With that said, while digital asset market participants, especially those with an ax to grind, spent most of the past 18 months talking about how all digital assets were going down in a highly correlated vacuum, the actual data says otherwise. There has been quite a bit of dispersion in prices over a 12-month period, with certain sectors like Gaming and NFTs getting hit especially hard, and layer-1 blockchains (besides ETH) falling precipitously from the 2021 highs. Strength in Bitcoin, Ethereum, memecoins, AI-related tokens, decentralized derivative tokens and liquid-staking provider tokens bucked this trend.
We often get caught up in week-over-week and month-over-month trends and correlations, but ultimately, over longer time periods, the “haves” and the “have nots” show up in digital assets just like in every other asset class.
Source: Coingecko and Arca Internal Calculations
Nvidia Versus Digital Assets
I posed this question over Twitter last week, and I was fascinated by the traction and the responses.
One of the more interesting responses was as follows:
- The AI total addressable market (TAM) is greater than the blockchain TAM.
- ETH regulatory risk > NVDA regulatory risk
- ETH competition > NVDA competition (right now)

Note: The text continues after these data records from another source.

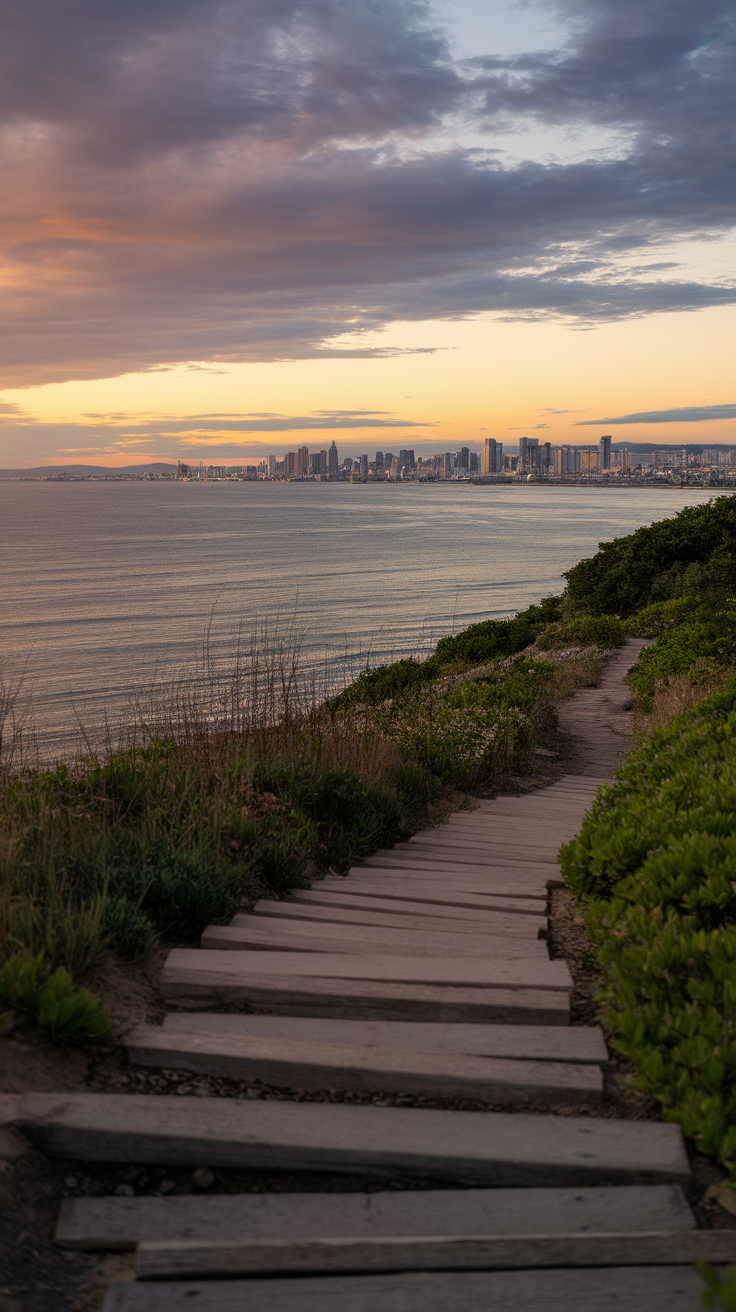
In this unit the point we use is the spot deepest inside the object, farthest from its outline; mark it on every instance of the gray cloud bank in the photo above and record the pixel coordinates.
(681, 415)
(242, 180)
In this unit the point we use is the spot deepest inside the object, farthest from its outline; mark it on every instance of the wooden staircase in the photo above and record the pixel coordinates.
(423, 975)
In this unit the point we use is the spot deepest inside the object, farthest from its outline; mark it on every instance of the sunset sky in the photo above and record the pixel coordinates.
(235, 227)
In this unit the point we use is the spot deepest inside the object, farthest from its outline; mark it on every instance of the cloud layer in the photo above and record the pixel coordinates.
(273, 180)
(681, 415)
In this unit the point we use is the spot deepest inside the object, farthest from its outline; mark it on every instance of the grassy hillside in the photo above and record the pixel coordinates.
(196, 812)
(655, 863)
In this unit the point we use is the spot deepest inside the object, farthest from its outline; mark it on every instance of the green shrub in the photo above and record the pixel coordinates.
(584, 631)
(660, 615)
(656, 563)
(720, 1287)
(655, 863)
(699, 647)
(50, 1000)
(493, 638)
(379, 685)
(594, 631)
(129, 930)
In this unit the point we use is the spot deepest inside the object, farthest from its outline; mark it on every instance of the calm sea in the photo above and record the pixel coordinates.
(109, 585)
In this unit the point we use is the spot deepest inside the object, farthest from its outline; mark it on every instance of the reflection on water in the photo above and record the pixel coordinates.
(112, 584)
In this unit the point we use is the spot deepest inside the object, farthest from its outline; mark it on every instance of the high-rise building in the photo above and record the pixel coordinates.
(604, 454)
(528, 455)
(492, 457)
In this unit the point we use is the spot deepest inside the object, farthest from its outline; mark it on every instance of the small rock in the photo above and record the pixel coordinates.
(723, 1195)
(204, 1177)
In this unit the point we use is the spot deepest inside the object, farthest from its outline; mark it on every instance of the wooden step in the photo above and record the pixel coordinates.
(251, 933)
(118, 1224)
(492, 884)
(293, 1063)
(500, 844)
(448, 971)
(345, 894)
(514, 866)
(399, 917)
(635, 1289)
(364, 1000)
(484, 888)
(465, 1147)
(183, 1260)
(521, 1042)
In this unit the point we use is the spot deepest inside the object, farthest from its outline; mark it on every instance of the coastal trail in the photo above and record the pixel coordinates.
(402, 1027)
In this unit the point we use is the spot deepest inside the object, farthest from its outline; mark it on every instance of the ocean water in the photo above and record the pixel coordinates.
(108, 587)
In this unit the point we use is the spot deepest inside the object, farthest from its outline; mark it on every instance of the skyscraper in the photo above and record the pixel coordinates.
(492, 458)
(528, 454)
(604, 454)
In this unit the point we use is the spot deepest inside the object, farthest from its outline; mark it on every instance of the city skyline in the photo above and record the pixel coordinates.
(411, 223)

Hmm. Point 1, maybe. I’m not sure anyone really knows yet, and I certainly doubt investors are making a conscious decision right now to segregate the two. Point 2, maybe, I guess. But AI is going to start getting regulated at some point for a majority of its use cases. And Point 3 made little sense to me, as it will always be easier to create a product supplier similar to Nvidia than it will be to create core infrastructure that is part of everyone’s daily workflows (like ETH or Apple).
Regardless, it just struck me as an odd relationship, and I’m very interested to look at this again in one year’s time.